To this end, let $\mathfrak{m}$ be a maximal ideal of $A$. Then $A/\mathfrak{m}$ is an algebraic field extension of $k$, because $A$ is a finitely generated $k$-algebra. Composing the canonical projection $\pi\colon A \to A/\mathfrak{m}$ with a $k$-embedding $\iota\colon A/\mathfrak{m} \hookrightarrow \Omega$ yields a morphism of $k$-algebras $\iota \circ \pi\colon A \to \Omega$. By assumption we have $\iota \circ \pi \circ \phi = \iota \circ \pi \circ \psi$; since $\iota$ is injective, we get $\pi \circ \phi = \pi \circ \psi$.
We have just seen: $\forall b \in B : \phi(b) - \psi(b) \in \bigcap_{\mathfrak{m} \subset A} \mathfrak{m}$, where the intersection is taken over all maximal ideals $\mathfrak{m}$ of $A$. But since a finitely generated $k$-algebra is Jacobson, this intersection $\bigcap_{\mathfrak{m} \subset A} \mathfrak{m}$ is just the nilradical of $A$. Since $A$ was assumed to be reduced, $\phi = \psi$ follows.
Background:
I have frequently come across variants of the statement in question requiring stronger assumptions on $X$ or $Y$. For example, exercise 5.16 in the book Algebraic Geometry I by Görtz and Wedhorn asks you to prove the following:
Let $k$ be a field, let $X$ and $Y$ be $k$-schemes locally of finite type, and let $f,g\colon X \to Y$ be two $k$-morphisms. Assume that $X$ is geometrically reduced over $k$. Then $f=g$ if and only if there exists an algebraically closed extension $\Omega$ of $k$ such that $f$ and $g$ induce the same map $X_k(\Omega) \to Y_k(\Omega)$ on $\Omega$-valued points.

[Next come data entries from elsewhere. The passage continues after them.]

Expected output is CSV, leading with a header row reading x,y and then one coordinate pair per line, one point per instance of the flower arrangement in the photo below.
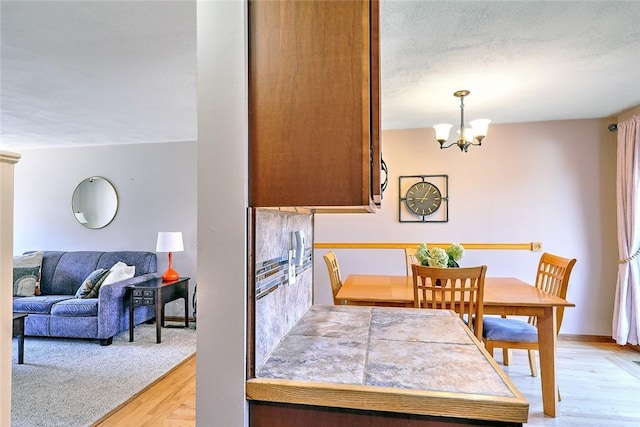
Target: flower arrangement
x,y
438,257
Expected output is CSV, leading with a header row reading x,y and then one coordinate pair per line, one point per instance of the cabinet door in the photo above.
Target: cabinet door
x,y
376,125
310,105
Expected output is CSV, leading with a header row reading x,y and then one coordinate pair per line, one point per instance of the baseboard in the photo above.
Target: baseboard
x,y
585,338
178,319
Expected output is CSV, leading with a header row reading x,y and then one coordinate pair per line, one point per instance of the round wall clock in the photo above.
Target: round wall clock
x,y
423,198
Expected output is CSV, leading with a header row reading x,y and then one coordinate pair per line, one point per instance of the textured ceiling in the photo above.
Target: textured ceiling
x,y
112,72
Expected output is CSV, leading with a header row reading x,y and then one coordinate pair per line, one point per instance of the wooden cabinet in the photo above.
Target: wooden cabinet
x,y
314,95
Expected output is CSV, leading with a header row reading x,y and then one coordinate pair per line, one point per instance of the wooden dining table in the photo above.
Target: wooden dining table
x,y
502,295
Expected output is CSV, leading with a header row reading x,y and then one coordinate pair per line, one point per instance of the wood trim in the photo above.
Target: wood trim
x,y
527,246
585,338
179,319
482,407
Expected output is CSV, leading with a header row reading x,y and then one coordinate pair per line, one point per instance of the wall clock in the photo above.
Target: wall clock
x,y
423,198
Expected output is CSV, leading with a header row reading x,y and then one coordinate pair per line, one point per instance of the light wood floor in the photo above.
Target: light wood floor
x,y
599,383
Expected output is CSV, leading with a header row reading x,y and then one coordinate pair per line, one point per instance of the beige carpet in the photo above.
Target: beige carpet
x,y
69,383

See also here, here and here on Math.SE. In particular, I am aware that this answer gives 'an example showing why "geometrically reduced" is necessary for the result to hold' - but as far as I can see, in the example given there, $X$ is not even reduced.
While I can see why one would not care whether $Y$ is assumed to be locally of finite type or just any $k$-scheme, I am puzzled by $X$ constantly being required to be geometrically reduced. On the other hand, I have the admittedly naive intuition that being geometrically reduced is the "correct" requirement if you want to capitalize on another assumption involving an algebraic closure. This is why I am not fully convinced by the above prove (which is the first one I came up with in approaching the stated exericse in Görtz-Wedhorn - only later I realized that it seems to require $X$ to be only reduced).
(I should maybe also add that scheme theory is quite new, and the concept of geometrical reducedness very new to me.)